On 27 December 2016, the Board of the Romanian Financial Supervisory Authority (“FSA”) analysed the status of the insurance and reinsurance undertaking LIG Insurance SA, ultimately, commencing bankruptcy procedures against LIG Insurance SA and withdrawing its license to carry on insurance and reinsurance activity (FSA Decision 2347/2016).

According to the FSA, on 31 October 2016 the company had: (i) negative own capital of RON 56.2 million; and (ii) a liquidity ratio of 0.44, resulting in concern over its capacity to cover its due obligations using own funds.

LIG Insurance SA must hand over complete records of its claims to the Insurance Guarantee Fund within 30 days of the FSA decision’s publication in the Official Gazette (i.e. 5 January 2017) so that the list of potential insurance creditors can be published in accordance with the law.

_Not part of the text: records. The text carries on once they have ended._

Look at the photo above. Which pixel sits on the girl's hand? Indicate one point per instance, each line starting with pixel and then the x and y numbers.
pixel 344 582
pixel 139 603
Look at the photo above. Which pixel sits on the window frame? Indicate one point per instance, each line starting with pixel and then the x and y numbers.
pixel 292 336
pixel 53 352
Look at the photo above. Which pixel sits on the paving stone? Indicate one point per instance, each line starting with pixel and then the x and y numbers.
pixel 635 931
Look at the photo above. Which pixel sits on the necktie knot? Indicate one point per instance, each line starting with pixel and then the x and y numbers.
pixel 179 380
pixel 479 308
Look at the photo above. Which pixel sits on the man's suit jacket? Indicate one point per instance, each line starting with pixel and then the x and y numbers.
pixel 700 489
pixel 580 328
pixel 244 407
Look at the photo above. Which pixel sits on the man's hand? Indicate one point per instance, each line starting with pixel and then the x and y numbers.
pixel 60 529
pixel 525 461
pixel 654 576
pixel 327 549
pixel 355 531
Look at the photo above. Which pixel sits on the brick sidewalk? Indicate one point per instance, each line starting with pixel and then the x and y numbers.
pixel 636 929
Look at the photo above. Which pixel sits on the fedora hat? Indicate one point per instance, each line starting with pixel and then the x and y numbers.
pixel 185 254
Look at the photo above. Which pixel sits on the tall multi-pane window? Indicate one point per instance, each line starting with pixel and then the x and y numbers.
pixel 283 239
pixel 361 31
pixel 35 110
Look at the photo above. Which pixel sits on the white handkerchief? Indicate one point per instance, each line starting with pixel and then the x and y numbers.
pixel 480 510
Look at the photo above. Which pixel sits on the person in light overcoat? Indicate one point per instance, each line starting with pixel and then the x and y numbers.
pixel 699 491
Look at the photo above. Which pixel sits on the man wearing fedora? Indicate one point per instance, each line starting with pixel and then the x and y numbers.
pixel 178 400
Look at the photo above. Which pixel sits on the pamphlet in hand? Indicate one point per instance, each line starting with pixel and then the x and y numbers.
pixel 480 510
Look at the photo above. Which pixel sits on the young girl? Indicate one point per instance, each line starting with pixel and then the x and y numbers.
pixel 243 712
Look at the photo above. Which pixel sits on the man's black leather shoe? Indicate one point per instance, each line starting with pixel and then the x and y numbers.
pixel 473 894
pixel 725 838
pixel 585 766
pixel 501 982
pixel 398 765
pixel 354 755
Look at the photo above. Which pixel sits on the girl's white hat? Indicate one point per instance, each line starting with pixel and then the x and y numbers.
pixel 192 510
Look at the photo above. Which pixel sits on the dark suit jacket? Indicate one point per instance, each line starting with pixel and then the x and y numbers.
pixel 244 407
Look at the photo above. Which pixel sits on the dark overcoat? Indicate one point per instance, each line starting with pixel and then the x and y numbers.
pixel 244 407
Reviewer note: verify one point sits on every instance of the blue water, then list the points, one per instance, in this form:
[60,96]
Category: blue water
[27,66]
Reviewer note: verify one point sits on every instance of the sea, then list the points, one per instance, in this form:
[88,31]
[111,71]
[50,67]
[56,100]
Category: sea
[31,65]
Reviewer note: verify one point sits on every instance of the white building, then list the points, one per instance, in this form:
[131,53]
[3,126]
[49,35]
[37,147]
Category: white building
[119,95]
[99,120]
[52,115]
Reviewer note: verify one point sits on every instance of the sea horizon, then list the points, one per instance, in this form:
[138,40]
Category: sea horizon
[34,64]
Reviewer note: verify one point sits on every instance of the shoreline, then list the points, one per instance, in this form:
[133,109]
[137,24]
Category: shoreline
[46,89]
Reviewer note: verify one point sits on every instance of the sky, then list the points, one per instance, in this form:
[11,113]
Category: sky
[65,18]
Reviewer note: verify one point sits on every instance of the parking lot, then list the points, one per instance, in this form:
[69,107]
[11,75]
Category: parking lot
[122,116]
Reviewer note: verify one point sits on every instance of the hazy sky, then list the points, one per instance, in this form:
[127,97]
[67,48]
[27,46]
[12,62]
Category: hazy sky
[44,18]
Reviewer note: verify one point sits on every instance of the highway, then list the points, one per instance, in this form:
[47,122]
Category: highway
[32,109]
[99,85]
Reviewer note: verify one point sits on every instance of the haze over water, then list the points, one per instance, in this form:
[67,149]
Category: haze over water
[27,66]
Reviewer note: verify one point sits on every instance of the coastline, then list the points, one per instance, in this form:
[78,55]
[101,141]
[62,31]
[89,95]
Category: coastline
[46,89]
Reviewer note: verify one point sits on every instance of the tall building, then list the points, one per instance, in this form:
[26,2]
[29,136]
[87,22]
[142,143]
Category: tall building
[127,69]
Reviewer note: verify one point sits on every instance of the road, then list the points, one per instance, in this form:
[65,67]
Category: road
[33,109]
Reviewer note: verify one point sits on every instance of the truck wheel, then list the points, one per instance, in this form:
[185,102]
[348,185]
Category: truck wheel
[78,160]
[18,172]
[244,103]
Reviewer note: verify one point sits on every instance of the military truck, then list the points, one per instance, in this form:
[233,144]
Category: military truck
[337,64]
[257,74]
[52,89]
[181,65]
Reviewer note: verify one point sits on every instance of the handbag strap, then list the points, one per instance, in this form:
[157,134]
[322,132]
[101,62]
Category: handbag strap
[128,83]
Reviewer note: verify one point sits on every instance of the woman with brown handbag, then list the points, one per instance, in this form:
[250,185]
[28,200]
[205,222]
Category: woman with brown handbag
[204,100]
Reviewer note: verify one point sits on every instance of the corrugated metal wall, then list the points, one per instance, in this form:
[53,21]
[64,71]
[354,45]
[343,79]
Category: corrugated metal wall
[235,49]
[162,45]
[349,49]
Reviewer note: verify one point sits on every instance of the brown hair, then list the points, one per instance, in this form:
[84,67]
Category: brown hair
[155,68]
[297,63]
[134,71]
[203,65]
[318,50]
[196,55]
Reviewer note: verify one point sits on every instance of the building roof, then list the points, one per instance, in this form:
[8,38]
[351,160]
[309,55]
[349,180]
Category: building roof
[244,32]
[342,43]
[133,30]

The company must notify the insureds with regard to their option to: (i) terminate the insurance agreements concluded with LIG Insurance SA; and (ii) recover the premium for the unexpired insurance period.

LIG Insurance SA was a relatively small player in the market; its portfolio included risks covered mainly in Romania and Italy.

The Insurance Guarantee Fund guarantees the payment of indemnities and damages derived from voluntary and mandatory insurance policies if an insurance undertaking becomes bankrupt. The limit of payments for insurance claims is RON 450,000 (approximately EUR 101,000) per insurance creditor of the bankrupt insurance company. Payments will only be made for insurance claims that are certain, liquid and due and will made be in the Romanian national currency (i.e. RON).